Door de ineenstorting van het communisme in de Sovjet-Unie nam het strategisch belang van de eilanden af. Maar de door de ‘global warming’ ingezette klimaatverandering doet de aandacht weer herleven. Bodemschatten zullen in de toekomst wellicht gemakkelijker bereikbaar worden. En met het terugtrekken van het poolijs wordt de aloude gedachte van Petrus Plancius, de geestelijke vader van de tocht van Willem Barentsz, misschien toch nog werkelijkheid en kan er over de Poolzee naar China gevaren worden! Voor de zekerheid plaatsten de Russen in 2007 onder water alvast een vlag op de Noordpool op de bodem van de IJszee als tegenwicht tegen de claims van Canada, de Verenigde Staten, Denemarken en Noorwegen.

Opgravingen

In dit belangenspel speelt de kwestie wie de eilandengroep ontdekt heeft nog steeds een rol. De Noren claimen dat Vikingen in de 12de eeuw de eilanden als eersten hebben betreden. De eilandengroep heet dan ook officieel Svalbard (Koude kust); alleen het hoofdeiland heet Spitsbergen. Het is zeker niet onwaarschijnlijk dat Vikingen op hun noordelijke zeereizen de eilanden hebben aangedaan, maar stoffelijke bewijzen zijn er niet.

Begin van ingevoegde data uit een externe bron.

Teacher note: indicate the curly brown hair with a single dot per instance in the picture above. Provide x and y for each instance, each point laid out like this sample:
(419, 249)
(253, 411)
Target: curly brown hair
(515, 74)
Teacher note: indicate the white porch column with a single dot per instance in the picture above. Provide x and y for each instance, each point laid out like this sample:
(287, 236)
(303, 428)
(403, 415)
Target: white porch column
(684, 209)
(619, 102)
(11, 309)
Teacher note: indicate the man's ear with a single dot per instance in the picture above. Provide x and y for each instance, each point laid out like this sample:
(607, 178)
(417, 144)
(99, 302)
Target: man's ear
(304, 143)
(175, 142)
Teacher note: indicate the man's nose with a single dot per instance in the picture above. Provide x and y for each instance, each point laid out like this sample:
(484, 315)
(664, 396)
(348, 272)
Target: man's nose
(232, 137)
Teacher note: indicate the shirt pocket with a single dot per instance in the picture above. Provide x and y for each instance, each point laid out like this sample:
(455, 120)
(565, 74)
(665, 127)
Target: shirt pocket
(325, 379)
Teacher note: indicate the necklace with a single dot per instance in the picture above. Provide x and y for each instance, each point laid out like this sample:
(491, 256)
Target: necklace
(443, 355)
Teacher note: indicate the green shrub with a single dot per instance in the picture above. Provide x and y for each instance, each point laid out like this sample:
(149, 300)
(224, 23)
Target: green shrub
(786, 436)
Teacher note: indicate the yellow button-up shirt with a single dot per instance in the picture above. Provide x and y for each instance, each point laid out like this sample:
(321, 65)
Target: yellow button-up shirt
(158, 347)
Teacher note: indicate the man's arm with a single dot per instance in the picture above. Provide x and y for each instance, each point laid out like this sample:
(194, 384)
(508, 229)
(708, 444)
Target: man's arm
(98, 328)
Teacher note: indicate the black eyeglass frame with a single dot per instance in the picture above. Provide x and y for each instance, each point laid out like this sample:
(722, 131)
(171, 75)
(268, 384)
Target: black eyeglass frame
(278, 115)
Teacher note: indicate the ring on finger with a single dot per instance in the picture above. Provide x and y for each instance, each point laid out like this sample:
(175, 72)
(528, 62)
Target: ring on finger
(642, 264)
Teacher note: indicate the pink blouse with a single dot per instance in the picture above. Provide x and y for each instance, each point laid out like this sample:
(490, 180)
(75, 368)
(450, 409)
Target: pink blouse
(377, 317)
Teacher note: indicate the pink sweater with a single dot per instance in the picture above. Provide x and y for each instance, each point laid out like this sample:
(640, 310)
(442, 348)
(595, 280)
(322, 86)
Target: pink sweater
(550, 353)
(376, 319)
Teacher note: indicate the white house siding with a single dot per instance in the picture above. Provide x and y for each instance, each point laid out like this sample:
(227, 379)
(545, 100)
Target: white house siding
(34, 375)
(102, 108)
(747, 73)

De Russen op hun beurt gaan ervan uit dat zogeheten Pomoren vanuit Noord-Rusland als eersten er hun, wellicht tijdelijke, nederzettingen hebben gesticht. Al jarenlang verrichten Russische archeologen opgravingen om dit aan te tonen en hoewel er inderdaad allerlei resten van hun aanwezigheid worden aangetroffen, is de datering ervan nog niet echt overtuigend. Over het moment waarop Willem Barentsz er was, bestaat geen twijfel. Op 19 juni 1596 schreef hij in zijn scheepsjournaal: ‘den 19. sagen wy wederom landt (...) op des Pools Hooghde van 80.grad. 11minuten’ (eigenlijk 79 gr. 49 min.).

En op de postuum verschenen kaart van Willem Barentsz van het poolgebied van 1598 zien we de eerste vermelding van ‘het Nieuwe Land’. De Nederlandse opgravingen op Amsterdameiland en Zeeuwse Uitkijk door de Rijksuniversiteit Groningen onder leiding van Louwrens Hacquebord in samenwerking met het Rijksmuseum in de jaren zeventig en tachtig dienden dan ook geen politiek doel. Ze kwamen voort uit historische en ecologische interesse.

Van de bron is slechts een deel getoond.